Tutti gli imputati che erano stati condannati per il sequestro di Alma Shalabayeva sono stati assolti in appello

Alma Shalabayeva durante una conferenza stampa a Parigi nel 2016 (AP Photo/Thibault Camus)
Alma Shalabayeva durante una conferenza stampa a Parigi nel 2016 (AP Photo/Thibault Camus)

Giovedì la Corte d’appello di Perugia ha assolto, ribaltando la sentenza di primo grado, Renato Cortese e Maurizio Improta, rispettivamente ex capo della Squadra mobile della polizia di Roma ed ex dirigente dell’ufficio immigrazione, che a ottobre del 2020 erano stati condannati a cinque anni di carcere per aver sequestrato nel 2013 Alma Shalabayeva, moglie di un dissidente kazako. Assieme a Cortese e Improta sono state assolte anche le altre cinque persone che erano state condannate con loro (quattro poliziotti e una giudice di pace). Il giudice della Corte d’appello ha ribaltato la dura sentenza di primo grado sostenendo che «il fatto non sussiste».

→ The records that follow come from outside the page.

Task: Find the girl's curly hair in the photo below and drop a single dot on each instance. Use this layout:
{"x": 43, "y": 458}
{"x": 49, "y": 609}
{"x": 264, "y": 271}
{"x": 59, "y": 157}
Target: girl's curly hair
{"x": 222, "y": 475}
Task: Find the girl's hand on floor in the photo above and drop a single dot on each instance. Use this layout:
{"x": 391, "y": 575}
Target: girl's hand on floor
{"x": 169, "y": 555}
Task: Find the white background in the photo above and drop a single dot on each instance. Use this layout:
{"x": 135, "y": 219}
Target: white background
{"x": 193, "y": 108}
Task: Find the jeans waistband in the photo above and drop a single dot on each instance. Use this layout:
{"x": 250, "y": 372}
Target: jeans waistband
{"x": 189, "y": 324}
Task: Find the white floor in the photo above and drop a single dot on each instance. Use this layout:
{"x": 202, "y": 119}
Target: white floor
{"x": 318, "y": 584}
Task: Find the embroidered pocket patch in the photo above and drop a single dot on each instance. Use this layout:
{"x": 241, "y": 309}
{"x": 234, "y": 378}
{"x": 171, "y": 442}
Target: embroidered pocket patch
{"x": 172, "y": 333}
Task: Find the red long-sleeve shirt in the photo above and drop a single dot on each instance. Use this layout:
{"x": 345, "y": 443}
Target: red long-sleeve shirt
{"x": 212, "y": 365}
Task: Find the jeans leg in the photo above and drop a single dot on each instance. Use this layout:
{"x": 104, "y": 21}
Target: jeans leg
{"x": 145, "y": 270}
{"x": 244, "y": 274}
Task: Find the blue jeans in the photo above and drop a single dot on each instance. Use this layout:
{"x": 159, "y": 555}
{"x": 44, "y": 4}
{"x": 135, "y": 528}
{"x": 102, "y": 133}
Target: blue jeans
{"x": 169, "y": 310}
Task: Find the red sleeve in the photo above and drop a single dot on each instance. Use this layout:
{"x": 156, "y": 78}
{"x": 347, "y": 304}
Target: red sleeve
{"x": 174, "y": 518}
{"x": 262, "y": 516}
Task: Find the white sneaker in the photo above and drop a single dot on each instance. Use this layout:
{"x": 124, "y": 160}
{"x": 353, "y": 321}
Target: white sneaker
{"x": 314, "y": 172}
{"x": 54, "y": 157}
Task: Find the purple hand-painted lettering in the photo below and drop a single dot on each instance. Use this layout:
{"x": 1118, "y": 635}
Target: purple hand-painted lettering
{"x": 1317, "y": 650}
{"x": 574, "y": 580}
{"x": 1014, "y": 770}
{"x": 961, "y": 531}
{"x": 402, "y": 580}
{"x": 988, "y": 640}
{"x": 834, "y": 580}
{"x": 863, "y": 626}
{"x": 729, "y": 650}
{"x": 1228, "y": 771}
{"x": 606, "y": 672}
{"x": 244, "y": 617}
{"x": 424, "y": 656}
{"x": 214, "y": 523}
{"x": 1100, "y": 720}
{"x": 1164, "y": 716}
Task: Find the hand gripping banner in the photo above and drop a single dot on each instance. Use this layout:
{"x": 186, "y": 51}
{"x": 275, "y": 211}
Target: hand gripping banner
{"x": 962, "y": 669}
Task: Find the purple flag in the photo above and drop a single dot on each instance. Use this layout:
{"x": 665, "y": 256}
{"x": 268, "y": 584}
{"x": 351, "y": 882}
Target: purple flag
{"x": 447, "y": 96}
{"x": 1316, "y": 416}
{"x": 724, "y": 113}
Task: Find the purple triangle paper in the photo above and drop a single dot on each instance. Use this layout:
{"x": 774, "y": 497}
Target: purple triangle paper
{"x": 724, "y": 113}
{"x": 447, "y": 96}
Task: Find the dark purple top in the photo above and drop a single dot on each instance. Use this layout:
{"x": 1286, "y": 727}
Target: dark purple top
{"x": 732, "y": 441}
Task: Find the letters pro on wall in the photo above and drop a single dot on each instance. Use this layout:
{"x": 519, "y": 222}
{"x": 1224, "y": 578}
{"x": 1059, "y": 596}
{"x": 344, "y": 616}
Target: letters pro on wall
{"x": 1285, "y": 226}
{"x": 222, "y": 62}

Il caso risale al 29 maggio 2013: Alma Shalabayeva, moglie del dissidente kazako Mukhtar Ablyazov, fu prelevata insieme alla figlia dalla polizia, nella sua casa di Casalpalocco, a Roma, e fu imbarcata su un aereo ed espulsa dall’Italia. La polizia in realtà cercava Ablyazov, nei confronti del quale era stato emesso un mandato d’arresto internazionale, ma la moglie e la figlia furono estradate rapidamente con un volo privato con l’accusa di possesso di passaporto falso. I poliziotti che portarono avanti l’operazione furono condannati in primo grado per sequestro di persona e per falso ideologico: il caso, intricato, attirò molta attenzione e l’espulsione, giudicata immotivata, causò le dimissioni del capo di gabinetto del ministero dell’Interno Giuseppe Procaccini e una mozione di sfiducia per il ministro Angelino Alfano, che però venne bocciata.

Il giudice della Corte d’appello di Perugia ha 90 giorni per depositare le motivazioni della sentenza, e dunque per ora non è possibile conoscere con precisione le ragioni dell’assoluzione. Negli scorsi mesi era tuttavia emerso che, al momento della sua espulsione dall’Italia, Shalabayeva era effettivamente in possesso di un documento falso, non aveva i documenti necessari a soggiornare regolarmente in Italia e non risultava beneficiaria di asilo politico, status che le fu riconosciuto solo nel 2014, quando nel frattempo era tornata in Italia. Se le motivazioni della sentenza fossero queste, significherebbe che il tribunale d’appello si è concentrato sugli aspetti procedurali e ha ridimensionato quelli politici, cioè il fatto che quando fu espulsa Shalabayeva era la moglie di un importante dissidente contro un regime autoritario.